Ogilvy & Mather Worldwide's established commitment to landing large global accounts that would prosper from the agency's "360 degree" branding strategy was especially prescient in 2000. As competitors talked the talk of diverse marketing services and international business, New York-based Ogilvy walked the walk and built its roster of integrated accounts from six in 1999 to 25 in 2000.
On the new-business front, worldwide wins included BP Amoco, Motorola, Goldman, Sachs & Co. and PeoplePC. Other integrated assignments were awarded by New York Times Digital; Plavix, jointly marketed by Bristol-Myers Squibb Co. and Sanofi-Synthelabo; communications company Acterna; and Symantec Corp. Leaving the Ogilvy fold were Shell Oil, WebMD Corp. and GTE Corp., resulting in a net new billings increase just shy of $500 million, according to Ogilvy.
Internally, the WPP Group agency merged the planning departments of OgilvyOne and Ogilvy Interactive into the general agency, with Tony Wright as chief strategy and planning officer. The New York creative department was reorganized from two subgroups to four. Former industry consultant David Fowler joined as agency-at-large creative director North America, while Joe Sciarrotta joined the Chicago office as executive creative director. Mr. Sciarrotta, a founding partner of Leap Partnership, most recently worked on creative assignments for Goodby, Silverstein & Partners, San Francisco.
Creative drew mixed reviews in 2000: Kimberly-Clark Corp.'s Kotex ads were refreshingly frank, but Miller Brewing Co.'s Miller Lite spots resembled Bud Light's campaign.

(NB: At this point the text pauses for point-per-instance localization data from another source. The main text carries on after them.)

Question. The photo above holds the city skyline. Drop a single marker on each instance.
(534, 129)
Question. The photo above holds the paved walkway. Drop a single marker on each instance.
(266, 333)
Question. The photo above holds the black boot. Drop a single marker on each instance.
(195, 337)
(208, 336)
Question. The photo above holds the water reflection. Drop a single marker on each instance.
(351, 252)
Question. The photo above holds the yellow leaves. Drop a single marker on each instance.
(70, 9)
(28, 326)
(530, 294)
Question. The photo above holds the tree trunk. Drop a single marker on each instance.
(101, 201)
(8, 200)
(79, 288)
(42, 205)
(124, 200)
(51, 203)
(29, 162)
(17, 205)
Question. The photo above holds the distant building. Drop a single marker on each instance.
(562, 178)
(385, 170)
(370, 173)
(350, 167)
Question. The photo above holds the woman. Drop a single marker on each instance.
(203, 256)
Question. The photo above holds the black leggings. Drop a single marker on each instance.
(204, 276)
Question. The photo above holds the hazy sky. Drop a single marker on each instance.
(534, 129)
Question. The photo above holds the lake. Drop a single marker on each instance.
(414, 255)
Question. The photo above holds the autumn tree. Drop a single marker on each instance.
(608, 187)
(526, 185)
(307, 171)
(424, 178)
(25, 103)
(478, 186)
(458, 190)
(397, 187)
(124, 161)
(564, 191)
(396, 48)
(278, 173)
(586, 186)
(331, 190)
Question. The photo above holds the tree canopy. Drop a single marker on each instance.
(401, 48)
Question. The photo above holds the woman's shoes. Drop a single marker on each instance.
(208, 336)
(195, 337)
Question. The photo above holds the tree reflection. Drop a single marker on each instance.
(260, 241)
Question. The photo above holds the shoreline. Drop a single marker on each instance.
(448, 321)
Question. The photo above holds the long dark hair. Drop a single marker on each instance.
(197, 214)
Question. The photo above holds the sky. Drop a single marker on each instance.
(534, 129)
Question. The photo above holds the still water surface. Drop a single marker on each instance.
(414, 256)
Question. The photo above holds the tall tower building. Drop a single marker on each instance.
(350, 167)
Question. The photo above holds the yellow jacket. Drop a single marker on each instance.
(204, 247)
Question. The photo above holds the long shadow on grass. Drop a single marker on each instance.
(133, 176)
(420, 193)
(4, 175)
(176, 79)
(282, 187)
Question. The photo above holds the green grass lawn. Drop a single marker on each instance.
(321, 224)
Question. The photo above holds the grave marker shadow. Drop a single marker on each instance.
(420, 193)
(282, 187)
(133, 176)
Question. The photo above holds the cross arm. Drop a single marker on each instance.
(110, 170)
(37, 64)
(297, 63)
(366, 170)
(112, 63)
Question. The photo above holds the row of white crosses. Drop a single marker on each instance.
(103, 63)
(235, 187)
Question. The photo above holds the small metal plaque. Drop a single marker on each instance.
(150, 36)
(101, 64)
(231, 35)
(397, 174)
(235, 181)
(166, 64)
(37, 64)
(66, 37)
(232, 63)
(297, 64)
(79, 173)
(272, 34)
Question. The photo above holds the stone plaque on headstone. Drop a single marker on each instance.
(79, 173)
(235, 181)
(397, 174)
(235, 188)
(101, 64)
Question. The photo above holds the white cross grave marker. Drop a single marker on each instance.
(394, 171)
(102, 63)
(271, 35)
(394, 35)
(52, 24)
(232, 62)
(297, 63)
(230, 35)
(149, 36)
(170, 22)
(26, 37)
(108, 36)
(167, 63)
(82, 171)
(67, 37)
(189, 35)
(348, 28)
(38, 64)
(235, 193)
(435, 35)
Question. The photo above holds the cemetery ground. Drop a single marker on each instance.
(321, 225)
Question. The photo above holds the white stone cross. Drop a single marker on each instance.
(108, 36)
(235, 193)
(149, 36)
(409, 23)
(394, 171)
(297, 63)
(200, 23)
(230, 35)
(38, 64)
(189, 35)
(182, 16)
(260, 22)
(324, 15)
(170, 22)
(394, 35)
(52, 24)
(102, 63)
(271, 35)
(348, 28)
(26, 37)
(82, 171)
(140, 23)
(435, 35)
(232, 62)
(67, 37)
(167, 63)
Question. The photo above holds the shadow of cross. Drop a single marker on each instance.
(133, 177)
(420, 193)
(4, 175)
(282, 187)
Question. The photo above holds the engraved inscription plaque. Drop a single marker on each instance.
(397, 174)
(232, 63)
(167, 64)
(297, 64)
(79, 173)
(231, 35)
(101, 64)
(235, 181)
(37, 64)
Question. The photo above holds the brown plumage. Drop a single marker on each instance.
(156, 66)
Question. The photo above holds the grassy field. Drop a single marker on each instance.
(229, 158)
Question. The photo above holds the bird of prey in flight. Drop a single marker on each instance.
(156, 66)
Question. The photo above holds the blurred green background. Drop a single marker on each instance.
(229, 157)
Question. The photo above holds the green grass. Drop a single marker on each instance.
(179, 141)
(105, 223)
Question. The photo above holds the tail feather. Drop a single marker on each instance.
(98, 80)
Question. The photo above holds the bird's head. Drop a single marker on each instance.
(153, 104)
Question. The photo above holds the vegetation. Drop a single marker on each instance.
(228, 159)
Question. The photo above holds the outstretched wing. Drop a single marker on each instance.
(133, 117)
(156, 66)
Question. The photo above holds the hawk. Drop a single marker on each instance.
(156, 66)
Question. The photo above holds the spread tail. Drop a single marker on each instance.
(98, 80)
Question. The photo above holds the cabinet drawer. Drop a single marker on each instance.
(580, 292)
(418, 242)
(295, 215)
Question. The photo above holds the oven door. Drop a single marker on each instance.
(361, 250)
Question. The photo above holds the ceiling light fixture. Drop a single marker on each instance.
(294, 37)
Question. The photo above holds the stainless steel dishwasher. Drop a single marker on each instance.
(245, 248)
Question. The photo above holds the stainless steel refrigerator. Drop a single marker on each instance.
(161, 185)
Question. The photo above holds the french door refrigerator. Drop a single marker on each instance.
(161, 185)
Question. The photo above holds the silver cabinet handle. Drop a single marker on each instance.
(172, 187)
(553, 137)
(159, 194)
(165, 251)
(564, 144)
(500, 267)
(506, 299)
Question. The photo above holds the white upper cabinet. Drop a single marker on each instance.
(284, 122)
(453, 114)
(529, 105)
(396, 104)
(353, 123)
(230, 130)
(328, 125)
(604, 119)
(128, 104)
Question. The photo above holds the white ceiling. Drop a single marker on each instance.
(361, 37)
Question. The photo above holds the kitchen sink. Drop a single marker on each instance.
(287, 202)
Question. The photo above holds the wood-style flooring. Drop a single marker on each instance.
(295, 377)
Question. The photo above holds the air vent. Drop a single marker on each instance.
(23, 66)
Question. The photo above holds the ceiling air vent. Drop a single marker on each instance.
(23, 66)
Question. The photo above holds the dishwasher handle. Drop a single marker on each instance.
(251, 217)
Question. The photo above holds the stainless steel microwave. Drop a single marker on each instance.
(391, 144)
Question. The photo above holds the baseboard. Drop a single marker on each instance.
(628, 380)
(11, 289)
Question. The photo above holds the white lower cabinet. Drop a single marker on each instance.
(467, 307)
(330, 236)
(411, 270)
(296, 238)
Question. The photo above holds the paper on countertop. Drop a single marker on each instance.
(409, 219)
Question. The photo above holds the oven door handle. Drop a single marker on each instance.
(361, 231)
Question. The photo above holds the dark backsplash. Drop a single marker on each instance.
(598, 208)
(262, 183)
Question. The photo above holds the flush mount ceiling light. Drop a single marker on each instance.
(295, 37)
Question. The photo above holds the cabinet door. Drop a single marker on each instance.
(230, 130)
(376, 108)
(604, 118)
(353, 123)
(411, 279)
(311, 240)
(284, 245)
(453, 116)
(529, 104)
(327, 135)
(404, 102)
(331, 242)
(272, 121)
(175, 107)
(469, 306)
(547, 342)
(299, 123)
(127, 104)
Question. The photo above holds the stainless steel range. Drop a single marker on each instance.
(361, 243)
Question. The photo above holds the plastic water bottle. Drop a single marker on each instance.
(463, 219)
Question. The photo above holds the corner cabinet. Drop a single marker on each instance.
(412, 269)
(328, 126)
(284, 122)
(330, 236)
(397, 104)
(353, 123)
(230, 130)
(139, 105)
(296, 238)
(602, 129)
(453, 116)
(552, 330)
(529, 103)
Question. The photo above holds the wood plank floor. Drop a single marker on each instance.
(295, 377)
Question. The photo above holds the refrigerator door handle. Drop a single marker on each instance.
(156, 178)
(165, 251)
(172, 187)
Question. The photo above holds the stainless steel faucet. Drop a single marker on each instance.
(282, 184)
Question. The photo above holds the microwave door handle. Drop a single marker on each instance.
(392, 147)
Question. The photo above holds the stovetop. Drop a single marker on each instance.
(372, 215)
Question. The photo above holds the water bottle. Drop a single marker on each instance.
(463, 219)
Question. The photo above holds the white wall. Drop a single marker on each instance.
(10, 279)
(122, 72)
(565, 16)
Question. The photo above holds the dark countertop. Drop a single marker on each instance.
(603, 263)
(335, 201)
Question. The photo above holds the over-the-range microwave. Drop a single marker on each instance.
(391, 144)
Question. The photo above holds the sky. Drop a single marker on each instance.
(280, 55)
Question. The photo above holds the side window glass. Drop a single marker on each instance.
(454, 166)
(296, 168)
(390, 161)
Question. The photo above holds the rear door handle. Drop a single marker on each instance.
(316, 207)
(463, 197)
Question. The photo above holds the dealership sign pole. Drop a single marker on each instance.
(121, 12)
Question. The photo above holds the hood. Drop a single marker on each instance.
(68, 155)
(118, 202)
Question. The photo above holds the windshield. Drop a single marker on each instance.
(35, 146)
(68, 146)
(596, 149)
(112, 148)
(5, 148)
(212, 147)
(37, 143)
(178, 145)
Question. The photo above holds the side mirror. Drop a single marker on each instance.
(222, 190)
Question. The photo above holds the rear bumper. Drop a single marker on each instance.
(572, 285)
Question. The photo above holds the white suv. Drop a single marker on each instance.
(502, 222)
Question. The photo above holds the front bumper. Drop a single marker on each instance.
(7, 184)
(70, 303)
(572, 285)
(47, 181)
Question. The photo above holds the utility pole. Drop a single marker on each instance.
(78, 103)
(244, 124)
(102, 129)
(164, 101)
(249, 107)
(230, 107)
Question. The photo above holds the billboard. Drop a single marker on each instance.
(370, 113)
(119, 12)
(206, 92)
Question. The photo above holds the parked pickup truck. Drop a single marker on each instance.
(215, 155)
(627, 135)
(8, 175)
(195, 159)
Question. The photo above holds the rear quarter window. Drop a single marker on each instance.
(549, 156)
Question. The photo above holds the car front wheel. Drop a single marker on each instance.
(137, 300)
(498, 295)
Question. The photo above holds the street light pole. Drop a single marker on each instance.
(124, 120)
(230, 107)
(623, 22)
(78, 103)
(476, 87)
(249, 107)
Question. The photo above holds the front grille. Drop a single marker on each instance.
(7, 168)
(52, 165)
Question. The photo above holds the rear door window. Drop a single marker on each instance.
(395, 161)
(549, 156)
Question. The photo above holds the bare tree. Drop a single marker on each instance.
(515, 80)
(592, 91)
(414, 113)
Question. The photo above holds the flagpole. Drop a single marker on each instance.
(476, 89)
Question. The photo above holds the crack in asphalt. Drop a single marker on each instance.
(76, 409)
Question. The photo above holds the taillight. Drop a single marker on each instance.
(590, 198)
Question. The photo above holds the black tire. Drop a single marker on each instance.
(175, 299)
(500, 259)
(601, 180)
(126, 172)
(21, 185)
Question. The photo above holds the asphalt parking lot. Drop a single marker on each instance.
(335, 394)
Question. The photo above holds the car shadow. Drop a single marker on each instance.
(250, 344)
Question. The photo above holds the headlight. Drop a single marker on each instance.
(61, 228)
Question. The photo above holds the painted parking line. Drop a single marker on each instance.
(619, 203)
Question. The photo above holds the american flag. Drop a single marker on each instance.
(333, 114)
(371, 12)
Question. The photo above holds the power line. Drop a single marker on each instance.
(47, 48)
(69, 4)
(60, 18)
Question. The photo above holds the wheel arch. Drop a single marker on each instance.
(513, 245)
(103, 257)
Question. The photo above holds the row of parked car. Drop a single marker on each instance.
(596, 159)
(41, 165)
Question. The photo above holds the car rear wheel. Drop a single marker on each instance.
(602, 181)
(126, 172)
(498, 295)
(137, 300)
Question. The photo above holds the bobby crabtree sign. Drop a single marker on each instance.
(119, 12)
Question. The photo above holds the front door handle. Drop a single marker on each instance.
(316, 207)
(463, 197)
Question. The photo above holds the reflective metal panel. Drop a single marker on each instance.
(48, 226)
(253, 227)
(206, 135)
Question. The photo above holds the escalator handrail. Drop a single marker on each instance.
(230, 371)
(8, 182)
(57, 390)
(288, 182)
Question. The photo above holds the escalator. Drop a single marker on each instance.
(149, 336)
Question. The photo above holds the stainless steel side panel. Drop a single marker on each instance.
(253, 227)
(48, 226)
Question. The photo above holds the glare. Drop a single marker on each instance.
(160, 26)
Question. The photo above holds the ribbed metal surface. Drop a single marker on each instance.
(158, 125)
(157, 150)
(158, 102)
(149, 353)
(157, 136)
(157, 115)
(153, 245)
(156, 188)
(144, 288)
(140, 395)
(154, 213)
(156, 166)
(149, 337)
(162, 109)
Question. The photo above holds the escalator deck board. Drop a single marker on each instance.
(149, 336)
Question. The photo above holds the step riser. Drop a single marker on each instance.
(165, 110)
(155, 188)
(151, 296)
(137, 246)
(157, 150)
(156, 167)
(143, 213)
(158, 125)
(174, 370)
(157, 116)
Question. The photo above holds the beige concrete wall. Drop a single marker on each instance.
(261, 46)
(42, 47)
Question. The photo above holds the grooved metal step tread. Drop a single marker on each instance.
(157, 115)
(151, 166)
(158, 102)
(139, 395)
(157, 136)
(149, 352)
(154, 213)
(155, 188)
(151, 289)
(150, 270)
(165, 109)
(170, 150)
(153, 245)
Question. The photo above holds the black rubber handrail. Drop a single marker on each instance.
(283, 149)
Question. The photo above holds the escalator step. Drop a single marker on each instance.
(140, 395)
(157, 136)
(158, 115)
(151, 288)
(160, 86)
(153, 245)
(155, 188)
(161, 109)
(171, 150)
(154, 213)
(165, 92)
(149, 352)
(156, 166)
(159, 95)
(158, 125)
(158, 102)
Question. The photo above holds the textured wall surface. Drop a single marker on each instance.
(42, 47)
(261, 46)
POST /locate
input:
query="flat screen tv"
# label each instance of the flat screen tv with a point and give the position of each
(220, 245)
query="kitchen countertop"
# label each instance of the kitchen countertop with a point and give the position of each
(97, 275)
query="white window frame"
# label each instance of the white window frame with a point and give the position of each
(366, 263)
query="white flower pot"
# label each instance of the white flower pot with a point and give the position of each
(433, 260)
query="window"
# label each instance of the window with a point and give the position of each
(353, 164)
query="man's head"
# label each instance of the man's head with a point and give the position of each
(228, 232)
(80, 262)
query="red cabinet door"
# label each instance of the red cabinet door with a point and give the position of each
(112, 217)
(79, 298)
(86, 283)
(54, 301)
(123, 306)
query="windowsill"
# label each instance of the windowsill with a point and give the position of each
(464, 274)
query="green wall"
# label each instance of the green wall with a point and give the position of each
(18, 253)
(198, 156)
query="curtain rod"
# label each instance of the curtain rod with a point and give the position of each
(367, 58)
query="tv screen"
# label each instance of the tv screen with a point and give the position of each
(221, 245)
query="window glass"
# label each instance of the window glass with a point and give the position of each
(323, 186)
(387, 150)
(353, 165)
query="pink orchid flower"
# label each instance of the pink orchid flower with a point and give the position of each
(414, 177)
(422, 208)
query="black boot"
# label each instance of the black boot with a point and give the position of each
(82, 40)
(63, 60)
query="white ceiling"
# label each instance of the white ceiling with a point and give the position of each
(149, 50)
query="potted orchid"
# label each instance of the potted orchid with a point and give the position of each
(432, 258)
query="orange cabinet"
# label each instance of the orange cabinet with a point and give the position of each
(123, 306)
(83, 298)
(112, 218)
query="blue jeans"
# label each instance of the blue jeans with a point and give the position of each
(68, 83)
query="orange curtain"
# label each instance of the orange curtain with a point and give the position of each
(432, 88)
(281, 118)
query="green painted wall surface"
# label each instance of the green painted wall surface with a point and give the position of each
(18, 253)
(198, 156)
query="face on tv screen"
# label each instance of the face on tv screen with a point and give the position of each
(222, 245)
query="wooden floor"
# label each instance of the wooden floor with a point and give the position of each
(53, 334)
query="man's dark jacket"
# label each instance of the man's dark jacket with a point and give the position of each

The General Accounting Office is continuing its audit of Ogilvy's billing practices on the Office of National Drug Control Policy account. Late last year, the agency conceded some accounting aspects did not meet record-keeping requirements imposed on federal contractors and hired an accounting firm and consultant to assist. Watch for Ogilvy to continue its quest for integrated global accounts.